Romania is a leading authority in apitherapy, and developed some of its most important research and remedies during the years of communism. Willi sells it to us with his own story, which sounds too good to be true. One Christmas, his central heating exploded and burned his leg through to the flesh; not wanting to go to hospital at Christmas, he applied some honey to the burn and after three weeks of honey dressings, his leg had healed perfectly. Another anecdote is prompted by the discovery of a plastic bottle of homemade wine hidden in the corner of the larder, given to Willi by a grateful neighbour after he came round with a deep cut and was given a tincture of propolis (the sweet, amber, antibacterial substance secreted by bees to prevent foreign objects like mice from contaminating the hive) to put on the cut, which again healed perfectly. Everything has concentrated goodness. Bee stings are good for rheumatism, pollen helps indigestion (the soft, sandy fresh pollen is infinitely preferable to the dried stuff sold in shops), honeydew honey helps with bronchitis and respiratory problems. It goes on for books and books.

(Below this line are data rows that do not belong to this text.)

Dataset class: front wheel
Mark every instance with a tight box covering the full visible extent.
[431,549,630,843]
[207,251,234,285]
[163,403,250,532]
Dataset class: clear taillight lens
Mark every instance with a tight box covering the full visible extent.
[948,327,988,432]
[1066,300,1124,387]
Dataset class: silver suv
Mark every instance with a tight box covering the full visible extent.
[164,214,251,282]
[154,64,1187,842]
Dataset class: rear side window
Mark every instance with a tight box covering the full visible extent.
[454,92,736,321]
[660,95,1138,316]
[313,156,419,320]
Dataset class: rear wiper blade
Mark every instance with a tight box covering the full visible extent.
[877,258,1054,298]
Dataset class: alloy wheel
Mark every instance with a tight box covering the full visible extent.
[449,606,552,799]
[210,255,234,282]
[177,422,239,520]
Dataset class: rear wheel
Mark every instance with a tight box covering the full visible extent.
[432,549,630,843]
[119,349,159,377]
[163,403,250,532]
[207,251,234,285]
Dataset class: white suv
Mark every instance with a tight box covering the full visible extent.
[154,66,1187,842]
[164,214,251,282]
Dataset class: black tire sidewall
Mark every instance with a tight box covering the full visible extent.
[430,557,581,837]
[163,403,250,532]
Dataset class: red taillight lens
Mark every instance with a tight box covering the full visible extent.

This is all a world apart from the commercial bargaining of the global honey wholesale market, in which a kilo of honey costs something like: €10 from the UK, €2.50 from Romania, €1.50 from Ukraine, and 70 cents from China. Here, the story of honey is one of hypocrisy and corruption. The biggest honey consumers are in the West, yet most honey is produced outside the West, where loose regulation, long transport routes and ingenious substitutes obstruct transparency and ensure low prices. For the Western consumer the result is perfect: high standards of Western beekeeping and expensive honey exports, and cheap honey whenever desired.

Willi’s distrust of such globalisation comes from his own experiences working as an organic certifier for a French company and witnessing the rampant corruption. But it also comes from the subsidies offered by the European Union and the Romanian State to encourage beekeeping, which have artificially and unhealthily inflated the numbers of hives across Romania and made a few people very rich. This distrust seems to reflect, on the one hand, a deep, vindictive hatred of anything connected to the state, and on the other, a bitter antipathy to multinational companies that suck money and life out of eastern European countries.

So like bees that swarm to survive, leaving behind infections and doing away with unproductive queens, Willi has left the old communist beekeeping association with its out-of-date advice and register of ghost beekeepers, and has set up his own association. This has provided him with a network of like-minded beekeepers working organically. But he struggles to convince them to sell their honey directly to customers rather than the wholesale market, which bleeds beekeepers dry but retains some kind of elusive hold over them.

Willi is an example of entrepreneurship at its most principled: anti-state, anti-corporate, independent, honest, and integrated into a local economy in which money does not simply disappear. But in the end it all depends on the thing at the centre of it all: honey. It doesn’t need enhancing and it doesn’t need marketing. People will always want it.